Behind him, facing the opposite direction, two women spoke.
“So, tell me, do you really think she’s dead?”
“I’ll tell you exactly what I think. They’ll declare her death official and bury her so they can get on with their war. Men don’t want Amelia Earhart messing with their planes, or their plans. Men run the newspapers and radio. They can kill and bury her whenever they want.”
“So, you think she’s alive?”
“Could be, but what difference would it make to all the so-called leaders? FDR and Chamberlain, but especially those goose eggs Stalin, Hitler, and Mussolini. They get boys jumping up and down and nobody gives a hoot about Amelia.”
“I saw Mussolini in the newsreel. They call him il Duce. Ladies in the theater were swooning over him.”
“You have got to be kidding.”
“Of course I am, Kiddo.”
Both women laughed.
Bela wondered about the meaning of giving a hoot, then smelled cigarette smoke. He turned and saw both had lit up. It was unusual to see wo
men smoke. He stared until the younger one glanced his way. She had blonde hair and a red hat. When she smiled he knew his face was as red as her hat. He turned about and recalled the heat of a bus that had passed close during his walk to the station. He was alive, in America waiting for a train.

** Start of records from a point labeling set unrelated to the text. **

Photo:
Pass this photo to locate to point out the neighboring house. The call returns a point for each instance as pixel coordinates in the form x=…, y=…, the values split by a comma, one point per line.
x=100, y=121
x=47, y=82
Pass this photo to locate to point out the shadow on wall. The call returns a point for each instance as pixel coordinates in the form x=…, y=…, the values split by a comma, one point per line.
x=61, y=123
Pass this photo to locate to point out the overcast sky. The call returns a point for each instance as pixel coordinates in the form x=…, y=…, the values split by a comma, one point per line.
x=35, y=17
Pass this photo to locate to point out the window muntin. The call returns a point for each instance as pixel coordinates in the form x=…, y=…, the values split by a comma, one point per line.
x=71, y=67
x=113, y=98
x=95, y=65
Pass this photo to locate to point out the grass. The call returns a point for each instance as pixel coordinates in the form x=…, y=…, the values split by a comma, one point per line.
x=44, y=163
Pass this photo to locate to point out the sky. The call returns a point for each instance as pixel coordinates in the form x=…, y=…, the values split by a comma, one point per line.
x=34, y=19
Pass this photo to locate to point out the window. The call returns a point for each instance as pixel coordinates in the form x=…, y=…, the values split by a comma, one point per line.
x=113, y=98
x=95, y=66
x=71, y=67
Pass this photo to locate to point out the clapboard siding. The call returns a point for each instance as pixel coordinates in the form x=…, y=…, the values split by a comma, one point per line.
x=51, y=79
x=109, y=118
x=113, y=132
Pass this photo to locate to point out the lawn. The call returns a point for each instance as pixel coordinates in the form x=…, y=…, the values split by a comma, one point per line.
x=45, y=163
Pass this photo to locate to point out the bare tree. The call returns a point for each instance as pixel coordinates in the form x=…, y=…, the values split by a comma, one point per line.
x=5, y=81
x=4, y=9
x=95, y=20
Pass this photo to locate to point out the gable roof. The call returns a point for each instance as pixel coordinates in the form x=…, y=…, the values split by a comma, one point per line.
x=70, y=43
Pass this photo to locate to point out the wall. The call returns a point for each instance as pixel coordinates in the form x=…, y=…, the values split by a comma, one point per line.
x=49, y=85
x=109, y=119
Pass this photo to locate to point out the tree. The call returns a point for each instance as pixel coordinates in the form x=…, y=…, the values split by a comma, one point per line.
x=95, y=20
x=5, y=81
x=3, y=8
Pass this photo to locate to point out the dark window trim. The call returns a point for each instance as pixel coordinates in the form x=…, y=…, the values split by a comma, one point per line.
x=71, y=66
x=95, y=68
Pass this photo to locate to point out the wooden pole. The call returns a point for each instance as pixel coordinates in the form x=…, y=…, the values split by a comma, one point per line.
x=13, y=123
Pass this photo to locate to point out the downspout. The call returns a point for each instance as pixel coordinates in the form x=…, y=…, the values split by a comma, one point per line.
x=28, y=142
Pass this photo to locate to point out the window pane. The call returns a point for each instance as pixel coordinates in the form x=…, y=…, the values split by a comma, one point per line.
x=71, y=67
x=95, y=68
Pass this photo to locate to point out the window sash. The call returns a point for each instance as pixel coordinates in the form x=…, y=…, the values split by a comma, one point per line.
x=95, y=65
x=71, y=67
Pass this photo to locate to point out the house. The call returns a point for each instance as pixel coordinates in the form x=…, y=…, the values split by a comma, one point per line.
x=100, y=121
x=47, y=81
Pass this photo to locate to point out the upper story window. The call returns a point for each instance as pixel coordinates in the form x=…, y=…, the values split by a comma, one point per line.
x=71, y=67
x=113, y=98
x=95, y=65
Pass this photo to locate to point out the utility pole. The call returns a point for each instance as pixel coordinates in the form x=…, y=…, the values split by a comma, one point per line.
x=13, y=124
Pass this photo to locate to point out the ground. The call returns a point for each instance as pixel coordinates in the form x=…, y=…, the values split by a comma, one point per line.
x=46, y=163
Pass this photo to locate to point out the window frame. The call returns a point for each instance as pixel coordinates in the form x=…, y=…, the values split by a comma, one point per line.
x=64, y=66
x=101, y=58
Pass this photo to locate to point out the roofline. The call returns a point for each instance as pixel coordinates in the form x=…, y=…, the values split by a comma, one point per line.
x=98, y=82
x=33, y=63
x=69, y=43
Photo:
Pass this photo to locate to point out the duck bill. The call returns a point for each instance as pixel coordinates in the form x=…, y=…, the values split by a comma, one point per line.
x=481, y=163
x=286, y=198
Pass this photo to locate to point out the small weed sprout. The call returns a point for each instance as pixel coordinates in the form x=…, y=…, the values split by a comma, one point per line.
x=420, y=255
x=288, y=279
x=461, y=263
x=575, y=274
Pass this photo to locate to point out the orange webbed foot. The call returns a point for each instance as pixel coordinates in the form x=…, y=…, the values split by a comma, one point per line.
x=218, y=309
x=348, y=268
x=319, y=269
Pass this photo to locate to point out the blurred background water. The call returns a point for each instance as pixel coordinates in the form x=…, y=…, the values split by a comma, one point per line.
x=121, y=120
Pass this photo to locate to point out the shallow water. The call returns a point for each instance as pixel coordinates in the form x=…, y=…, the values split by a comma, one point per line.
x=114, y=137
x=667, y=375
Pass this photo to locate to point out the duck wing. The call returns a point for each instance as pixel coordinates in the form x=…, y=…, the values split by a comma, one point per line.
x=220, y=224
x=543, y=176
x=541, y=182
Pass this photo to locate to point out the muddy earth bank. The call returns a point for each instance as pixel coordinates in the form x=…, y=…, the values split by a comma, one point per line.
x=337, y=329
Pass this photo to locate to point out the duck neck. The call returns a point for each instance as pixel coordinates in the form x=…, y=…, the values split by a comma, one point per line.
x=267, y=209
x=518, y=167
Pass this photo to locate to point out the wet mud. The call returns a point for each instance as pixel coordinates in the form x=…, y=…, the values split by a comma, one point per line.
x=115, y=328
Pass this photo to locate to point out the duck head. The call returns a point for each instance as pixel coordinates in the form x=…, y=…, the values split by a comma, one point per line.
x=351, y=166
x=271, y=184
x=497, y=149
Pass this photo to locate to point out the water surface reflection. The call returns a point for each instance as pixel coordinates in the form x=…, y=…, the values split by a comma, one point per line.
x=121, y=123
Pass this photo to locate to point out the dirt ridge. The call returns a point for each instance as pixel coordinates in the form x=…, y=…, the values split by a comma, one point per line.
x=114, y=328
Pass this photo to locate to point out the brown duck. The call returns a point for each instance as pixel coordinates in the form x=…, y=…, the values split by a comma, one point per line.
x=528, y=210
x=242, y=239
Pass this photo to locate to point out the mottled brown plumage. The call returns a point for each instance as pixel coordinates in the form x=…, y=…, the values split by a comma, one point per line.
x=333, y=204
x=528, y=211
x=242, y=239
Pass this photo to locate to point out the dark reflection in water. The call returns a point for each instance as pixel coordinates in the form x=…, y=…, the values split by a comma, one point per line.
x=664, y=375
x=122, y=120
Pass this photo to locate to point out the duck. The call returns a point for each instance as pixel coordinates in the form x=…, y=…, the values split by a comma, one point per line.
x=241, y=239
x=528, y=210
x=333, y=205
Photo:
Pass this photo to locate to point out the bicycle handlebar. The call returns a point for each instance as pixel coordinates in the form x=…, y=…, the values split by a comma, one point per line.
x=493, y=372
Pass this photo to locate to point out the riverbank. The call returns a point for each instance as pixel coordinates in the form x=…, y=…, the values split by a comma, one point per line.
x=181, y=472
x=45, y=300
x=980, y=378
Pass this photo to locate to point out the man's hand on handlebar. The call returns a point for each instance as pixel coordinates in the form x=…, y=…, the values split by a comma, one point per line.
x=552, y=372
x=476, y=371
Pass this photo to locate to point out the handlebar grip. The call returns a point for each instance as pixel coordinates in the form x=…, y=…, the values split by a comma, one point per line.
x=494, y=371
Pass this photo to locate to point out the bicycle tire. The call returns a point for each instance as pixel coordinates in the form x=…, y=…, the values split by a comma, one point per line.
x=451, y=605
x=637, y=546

Not far from Grand Central Station, where tracks emerged from tunnels and crossed a switching yard, two men wearing coveralls and carrying suitcases entered a work shack. Each placed his suitcase on a worn workbench. One suitcase black, the other brown. One man short and stocky with an unlit cigar in his mouth, the other tall with a moustache. They took off gloves and put them on the bench. The tall man lit a cigarette while the other relit his cigar. When not blowing smoke, their mouths steamed in the unheated shack.
The tall man glanced out the single frosted window. “How’re your boys doing?”
“Not so good,” said the stocky man. “Flu got Sammy.”
“How’s the other boy? What’s his name?”
“He’s named after me.”
“Sally Big Shoes?”
The stocky man pulled a revolver from inside his coveralls and took aim. “Don’t get smart, Hebe! His name’s Salvatore!”
The tall man raised his hands. “Take it easy.”
The stocky man kept the revolver aimed. “You’re the one asked. So I’ll ask you something. How’re your niggers in Detroit?”
The tall man lowered his hands, smoothed his moustache. “All right, let’s get on with it.”
The stocky man put his revolver away. “Good. We finish and get the hell out of here.”
Each took out a key, unlocked clasps on his suitcase, and opened it. They switched positions and inspected the case the other had brought. The tall man prodded newspaper-wrapped bricks inside the black suitcase. He tore off a small corner of newspaper, pushed a finger inside, and tasted off-white powder clinging to his finger. The stocky man flipped through stacks of bills tied with string inside the brown suitcase.